Review: Harry Potter and the Philosopher’s Stone (dir. Chris Columbus, 2001)

Review: Harry Potter and the Philosopher’s Stone (dir. Chris Columbus, 2001) November 16, 2001

harrypotter1If there is one thing the movie adaptation of Harry Potter and the Philosopher’s Stone may prove, it’s that fidelity to the original text isn’t everything it’s cracked up to be. For over a year, director Chris Columbus has assured followers of the young orphan wizard that he intends to stay as true to J.K. Rowling’s phenomenally popular novels as possible — he has repeated this mantra so often he probably says it in his sleep — and to be sure, his film gets many things right. But, with the help of screenwriter Steve Kloves, Columbus tries to cram so many of the book’s subplots into the film that you are constantly aware of how much of Rowling’s original story is missing. This may be heresy to Potter fans, but films and books are very different media, and a more thorough rewrite could have made this a better movie.

But first, the good news. Apart from the special effects, which are so extravagant that only a Hollywood studio could have afforded them, this is a thoroughly British production, full of many vivid details that capture the sometimes medieval, sometimes Dickensian charm of Rowling’s books. The adult cast is a “Who’s Who” of English thespians, many of whom are perfect in their roles. Robbie Coltrane has a sly, boisterous charisma as the friendly giant Hagrid, John Hurt is slightly foreboding as a seller of magic wands, Maggie Smith affects a delightful Scottish brogue as Professor McGonagall, and Fiona Shaw is a perfect caricature of snobbery as Harry’s Aunt Petunia, who thinks people with magical powers are “freaks.”

But the movie is ultimately about Harry and his classmates, and it is to the credit of the film’s young and mostly inexperienced cast that they give performances every bit as convincing as their adult colleagues. Under Columbus’s direction, Daniel Radcliffe skillfully captures Harry’s joys and insecurities, and the scenes in which he comes into contact with the legacy of his dead parents are truly touching, without tipping into the sappy sentimentality that made some of Columbus’s previous films, like Stepmom, so suffocating. Rupert Grint and Emma Watson, playing Harry’s friends Ron and Hermione, also do well, though they sometimes recite their lines a little too deliberately.

The bad news is that the filmmakers, in their efforts to squeeze the story into the film’s two-and-a-half-hour running time, have left out many of the small character moments that made the book so charming and provided Rowling with many opportunities to flesh out the mystery that takes up the bulk of it. At times, this makes the cameos of famous British actors somewhat distracting; Julie Walters pops up as Ron’s mother, and John Cleese as a ghost named Nearly Headless Nick, but their presence serves no purpose except to take you out of the movie. In other cases, the tendency to whittle the characters away actually undermines the story; we see so little of Professors Snape (Alan Rickman) and Quirrell (Ian Hart) that there is no payoff when the nature of their secretive relationship is finally revealed at the end of the film. And Richard Harris, as Hogwarts headmaster Dumbledore, is too noble, and seems almost stuffy, compared to the enjoyably absurd character in the books.

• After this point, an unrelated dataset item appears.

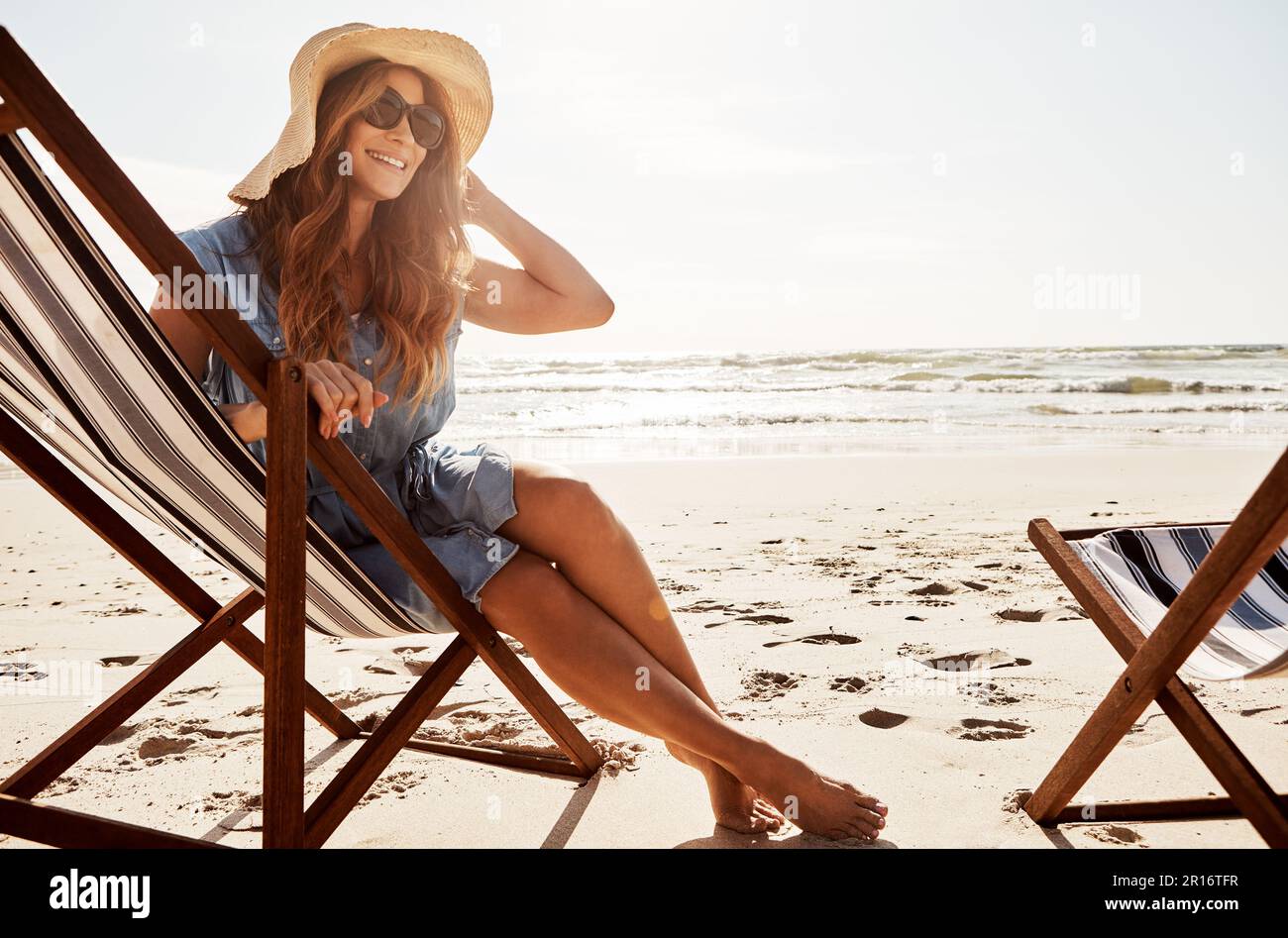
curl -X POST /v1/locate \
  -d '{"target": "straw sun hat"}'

Rowling herself has said she authorized the movie because she wanted to see a game of Quidditch — a sort of basketball played on flying broomsticks — but the one game we see in the film is a busy blur of computer-generated motion, and doesn’t adequately capture the joy of flight or the thrill of such a fantastic form of competition. The other special effects are a mixed bag. Some are simply beautiful, such as the shimmering wrinkles of Harry’s invisibility cloak and the wall of moving bricks that guards the entrance to Diagon Alley, the wizards’ shopping district. But others are painfully artificial, particularly where living creatures like centaurs and trolls are concerned.

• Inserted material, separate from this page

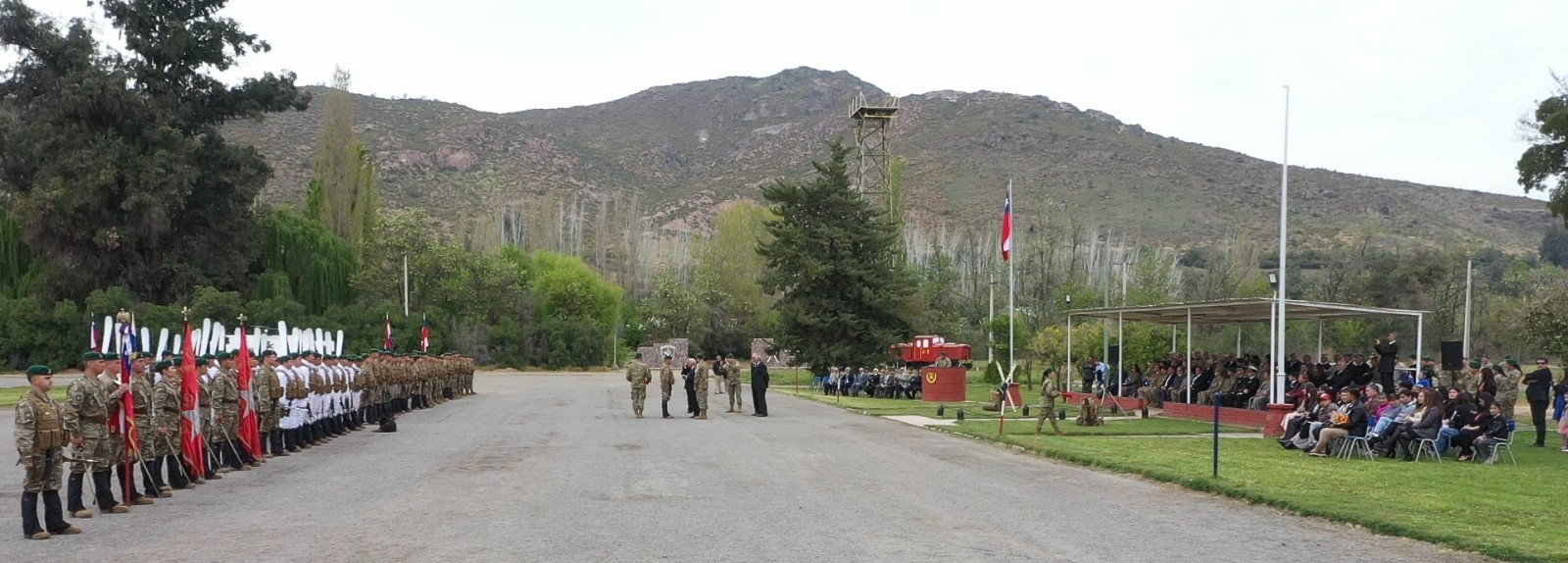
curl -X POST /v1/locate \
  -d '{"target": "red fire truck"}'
[888,335,970,369]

Potter fans can at least take solace in the fact that this is the first film in an ongoing series, so perhaps the filmmakers will refine their future efforts. Then again, each of Rowling’s books has been longer than the last — the fourth, Harry Potter and the Goblet of Fire, is nearly three times as long as The Philosopher’s Stone — and if it proved so difficult to do the first story justice, one wonders how they will cope with the others.